# Want to Convince Wife to Divorce - Why?



## 4me2 (Jul 20, 2012)

2nd try since last post diasappeared...

I have been separated for 5 months and thinking through everything and really leaning towards divorce. However, I feel like I need to get my wife to agree, rather than just initiating the process myself. Is that strange? I don't know if I'm just afraid to follow through, have guilt about throwing away a 28 year marriage, or what. I'm curious if others in this situation seem to feel they have to make the argument to D with their spouse as well. My wife was the one that initiated the separation, but now that I bring up a D she is trying to sway me.

Details of my (too long) story are here.


----------



## JohnDoe2012 (Nov 29, 2012)

IMHO, your marriage is poisoned from the past. If you are sure your marriage needs to end, then you need to move forward and do it. But if you can talk to her, make it a mutual decision or at least gently let her know why you are divorcing, that is a good thing. But after that conversation, if you are sure, then move forward even without her agreement.


----------



## Machiavelli (Feb 25, 2012)

She's the one who wanted side relationships so you owe her nothing. File on her ass.


----------



## Toffer (Jan 31, 2012)

Agree with Mach.

She has no idea what a marriage is about. File and move on


----------



## I'mInLoveWithMyHubby (Nov 7, 2011)

My ex h did not want a divorce even though he is a serial cheater. Divorcing him was one of the smartest things I've ever done. Marrying him was the absolute dumbest thing I ever did. I learned a big lesson from all of that and I did not make the same mistake(choice) a second time.

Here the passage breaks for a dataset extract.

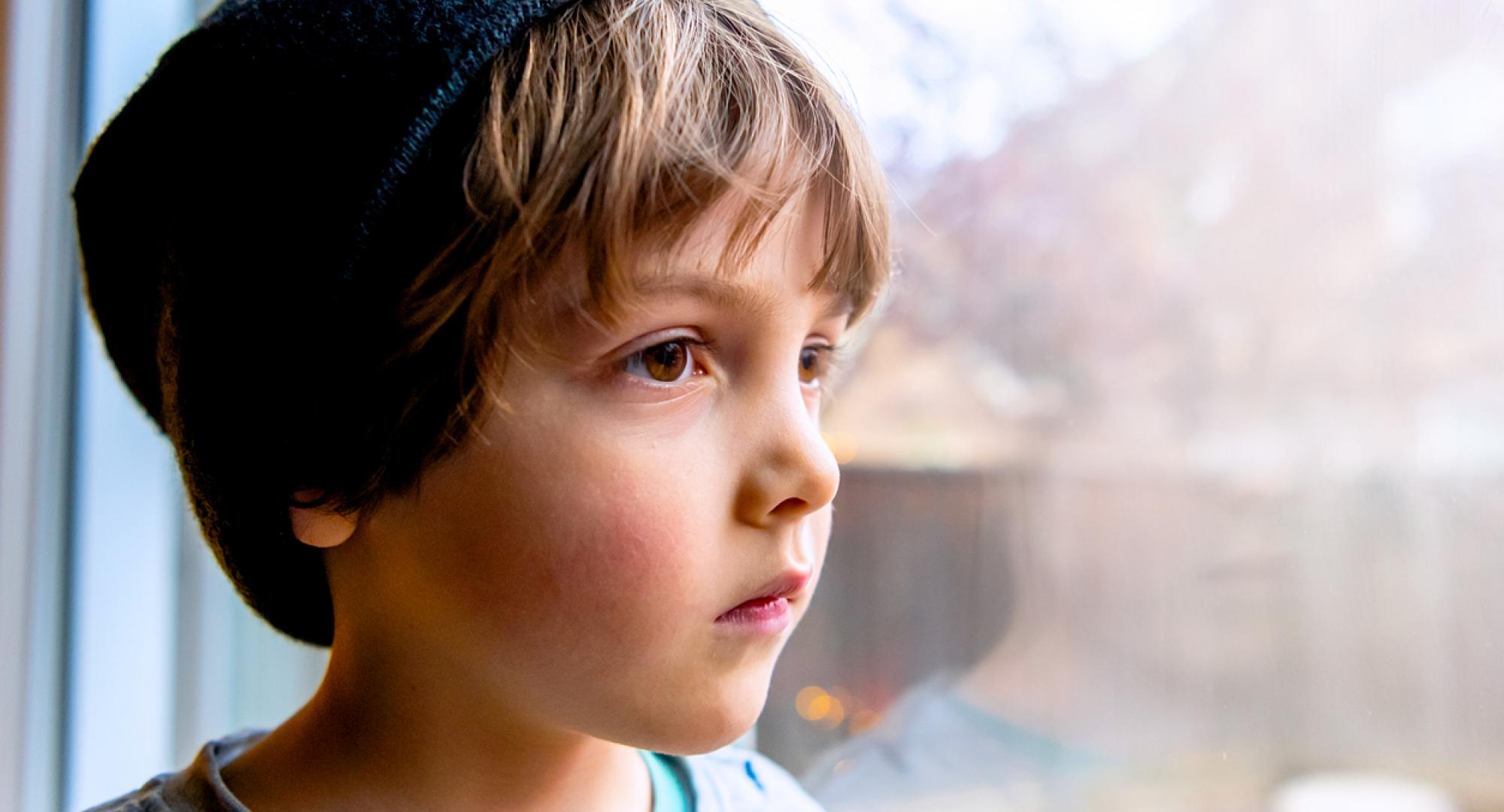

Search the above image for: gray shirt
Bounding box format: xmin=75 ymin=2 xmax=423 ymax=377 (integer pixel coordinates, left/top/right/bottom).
xmin=89 ymin=731 xmax=821 ymax=812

Just file. You don't need her permission for this. I didn't read your story since I currently don't have the time to. It doesn't matter what the reason is, you want this to happen. Make it happen.


----------



## Openminded (Feb 21, 2013)

Some cheaters prefer divorce but a lot don't. You don't need her agreement. All you have to say is "I'm filing for divorce." Then go ahead and file.


----------